The only thing I know of that runs in the wee hours of the morning is my SuperDuper! backups, so I commented all of those out in crontab. I thought that had fixed it, but this morning I realized that actually what that did was change it from a shutdown to a reboot. "last" shows this:
janine ttys004 Mon Apr 8 05:53 - 11:20 (05:26)
janine ttys003 Mon Apr 8 05:53 - 11:20 (05:26)
janine ttys002 Mon Apr 8 05:53 - 11:20 (05:26)
janine ttys001 Mon Apr 8 05:53 - 11:20 (05:26)
janine ttys000 Mon Apr 8 05:53 - 11:20 (05:26)
janine console Mon Apr 8 05:52 - 11:20 (05:27)
reboot ~ Mon Apr 8 05:52
janine ttys004 Sat Apr 6 06:22 - crash (1+23:30)
janine ttys003 Sat Apr 6 06:22 - crash (1+23:30)
janine ttys001 Sat Apr 6 06:22 - crash (1+23:30)
janine ttys002 Sat Apr 6 06:22 - crash (1+23:30)
janine ttys000 Sat Apr 6 06:22 - crash (1+23:30)
janine console Sat Apr 6 06:20 - crash (1+23:32)
reboot ~ Sat Apr 6 06:19
The crashes due to the video cards cause Kernel.panic files to be written to /Library/Logs/DiagnosticReports, but these reboots don't leave any trace behind other than the above.
There is nothing running from crontab now.
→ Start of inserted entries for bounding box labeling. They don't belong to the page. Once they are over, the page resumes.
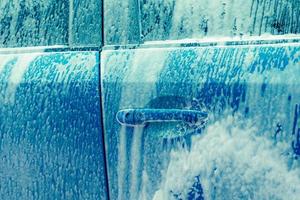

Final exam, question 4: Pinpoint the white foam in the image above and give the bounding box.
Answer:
[5,54,38,104]
[154,117,300,200]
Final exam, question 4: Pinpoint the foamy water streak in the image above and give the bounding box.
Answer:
[130,126,144,199]
[118,126,127,199]
[154,117,300,200]
[5,54,37,104]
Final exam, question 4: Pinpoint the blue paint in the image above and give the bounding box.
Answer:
[0,52,107,199]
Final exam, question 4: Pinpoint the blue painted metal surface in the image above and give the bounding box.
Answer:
[102,43,300,199]
[0,52,107,199]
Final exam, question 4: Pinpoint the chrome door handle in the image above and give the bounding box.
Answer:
[116,109,208,126]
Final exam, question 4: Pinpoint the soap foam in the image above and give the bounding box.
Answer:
[154,116,300,200]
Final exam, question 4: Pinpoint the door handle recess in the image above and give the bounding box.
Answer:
[116,109,208,126]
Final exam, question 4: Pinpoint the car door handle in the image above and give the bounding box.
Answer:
[116,109,208,126]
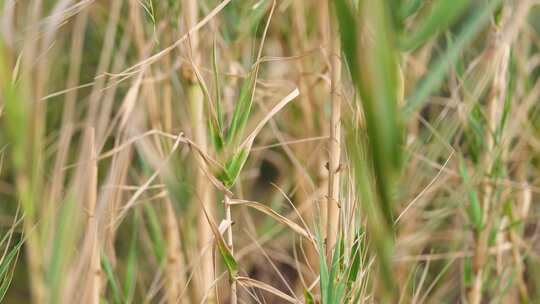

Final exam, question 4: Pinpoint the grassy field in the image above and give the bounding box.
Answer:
[0,0,540,304]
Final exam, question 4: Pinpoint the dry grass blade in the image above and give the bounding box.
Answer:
[229,199,314,243]
[236,277,302,304]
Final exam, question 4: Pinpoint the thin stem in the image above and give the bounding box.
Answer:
[326,1,341,256]
[224,194,238,304]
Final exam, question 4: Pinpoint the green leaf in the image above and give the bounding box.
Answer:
[347,234,362,285]
[0,239,24,302]
[401,0,424,19]
[218,149,249,187]
[404,0,501,117]
[225,73,255,144]
[304,288,315,304]
[402,0,470,51]
[459,160,484,233]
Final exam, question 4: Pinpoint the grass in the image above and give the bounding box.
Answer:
[0,0,540,304]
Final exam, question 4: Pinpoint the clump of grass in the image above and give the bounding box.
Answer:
[0,0,540,304]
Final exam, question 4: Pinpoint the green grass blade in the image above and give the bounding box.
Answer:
[101,254,122,304]
[402,0,470,51]
[404,0,501,117]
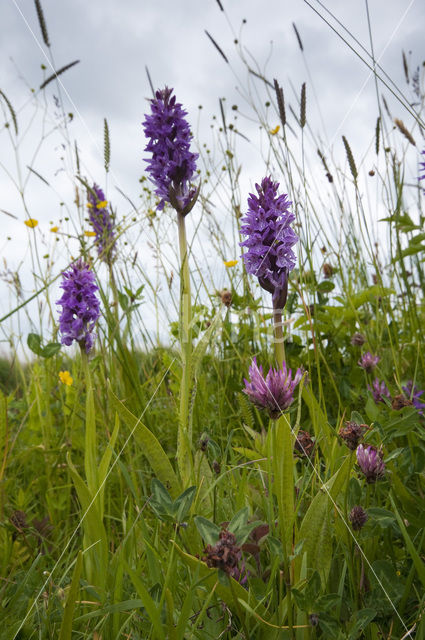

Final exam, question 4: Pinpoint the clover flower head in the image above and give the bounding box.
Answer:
[351,331,366,347]
[402,380,425,416]
[356,444,385,483]
[240,177,299,308]
[143,87,198,215]
[357,351,381,373]
[86,183,115,264]
[56,259,100,353]
[202,529,242,579]
[243,357,303,420]
[338,420,368,451]
[367,378,391,404]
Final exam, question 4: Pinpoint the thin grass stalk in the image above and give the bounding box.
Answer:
[177,212,193,486]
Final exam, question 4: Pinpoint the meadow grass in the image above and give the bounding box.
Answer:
[0,3,425,640]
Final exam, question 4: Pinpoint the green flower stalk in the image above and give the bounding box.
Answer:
[143,87,199,484]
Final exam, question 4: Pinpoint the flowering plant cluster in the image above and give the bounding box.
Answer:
[356,444,385,483]
[143,87,198,215]
[243,357,303,420]
[357,351,381,373]
[367,378,391,404]
[240,177,298,308]
[56,259,100,353]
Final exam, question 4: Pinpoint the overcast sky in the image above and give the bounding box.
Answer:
[0,0,425,350]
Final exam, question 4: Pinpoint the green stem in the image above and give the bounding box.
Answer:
[177,212,193,485]
[273,309,285,369]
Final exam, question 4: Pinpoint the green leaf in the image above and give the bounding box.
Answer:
[348,609,376,640]
[108,387,180,497]
[125,563,165,640]
[41,342,62,358]
[298,455,353,584]
[316,280,335,293]
[59,551,83,640]
[194,516,221,545]
[227,507,249,537]
[173,487,196,522]
[27,333,43,356]
[390,494,425,587]
[268,415,294,555]
[117,291,129,311]
[27,333,62,358]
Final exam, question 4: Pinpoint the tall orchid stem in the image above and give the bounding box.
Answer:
[273,307,285,369]
[177,211,193,485]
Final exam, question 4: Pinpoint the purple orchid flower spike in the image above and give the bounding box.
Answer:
[240,177,299,309]
[243,358,303,420]
[143,87,198,215]
[357,351,381,373]
[56,259,100,353]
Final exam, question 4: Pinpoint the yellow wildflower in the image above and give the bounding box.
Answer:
[59,371,74,387]
[24,218,38,229]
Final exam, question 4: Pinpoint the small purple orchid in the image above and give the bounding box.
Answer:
[87,184,115,264]
[143,87,198,215]
[56,258,100,353]
[367,378,391,404]
[356,444,385,483]
[243,357,303,420]
[402,380,425,416]
[240,177,299,309]
[357,351,381,373]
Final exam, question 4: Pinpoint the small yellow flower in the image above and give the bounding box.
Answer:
[24,218,38,229]
[59,371,74,387]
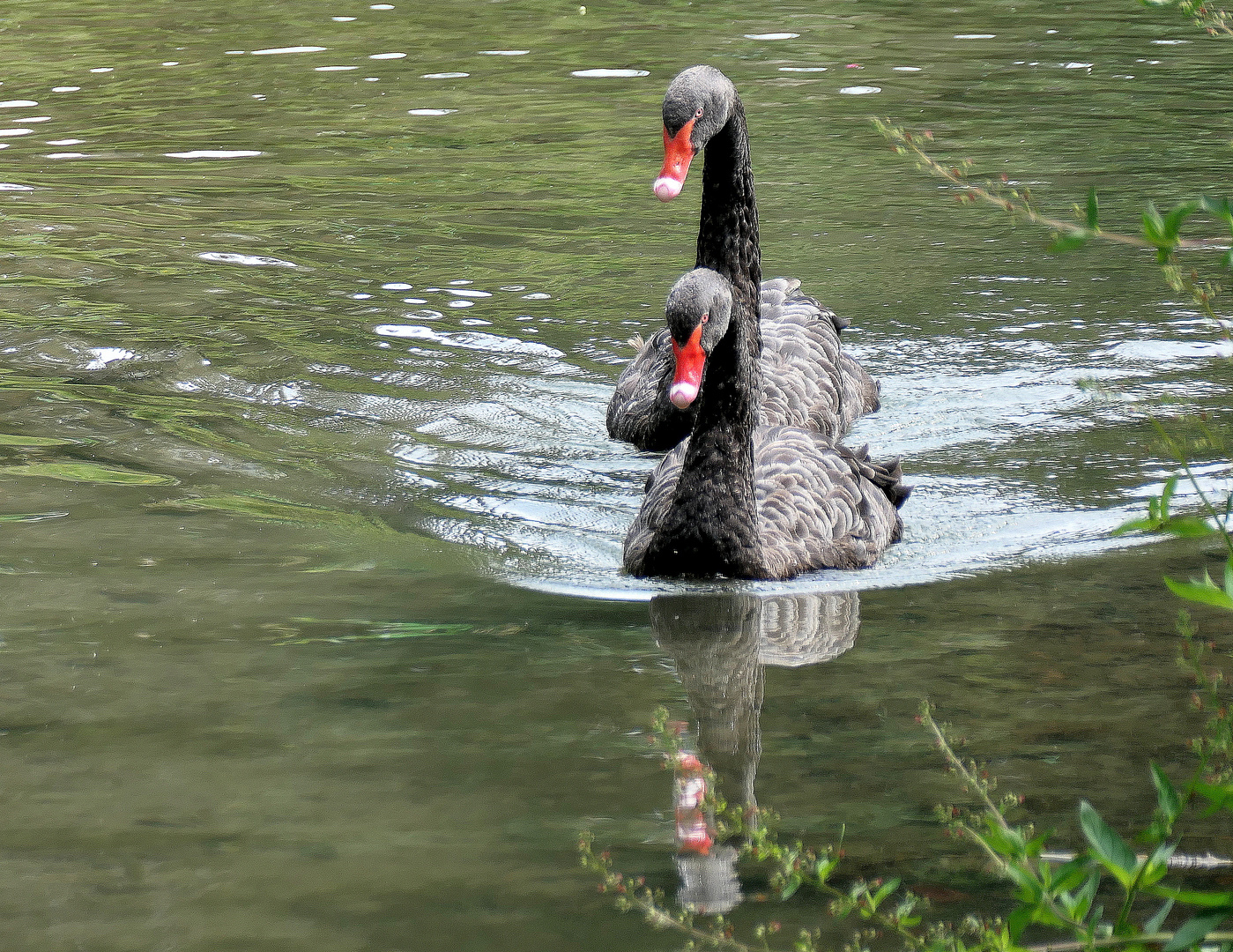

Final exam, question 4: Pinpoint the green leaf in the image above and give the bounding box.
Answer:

The only things I can think of that run automagically are Dropbox sync, Backblaze and Time Machine, but those run several times a day, and it seems unlikely that they would only cause a reboot at a specific time of day.
I tried to run the Apple Hardware Test but was unsuccessful. Holding down D while the computer boots does nothing, and neither does option-D. I even switched from wireless to an Ethernet cable and running the test from the Internet still did not work (by which I mean the system just boots normally, with a slight delay which is presumably when it's looking for the test). I do have a wired keyboard so it should be getting the keystroke at the appropriate time.
What else can I do to track this down?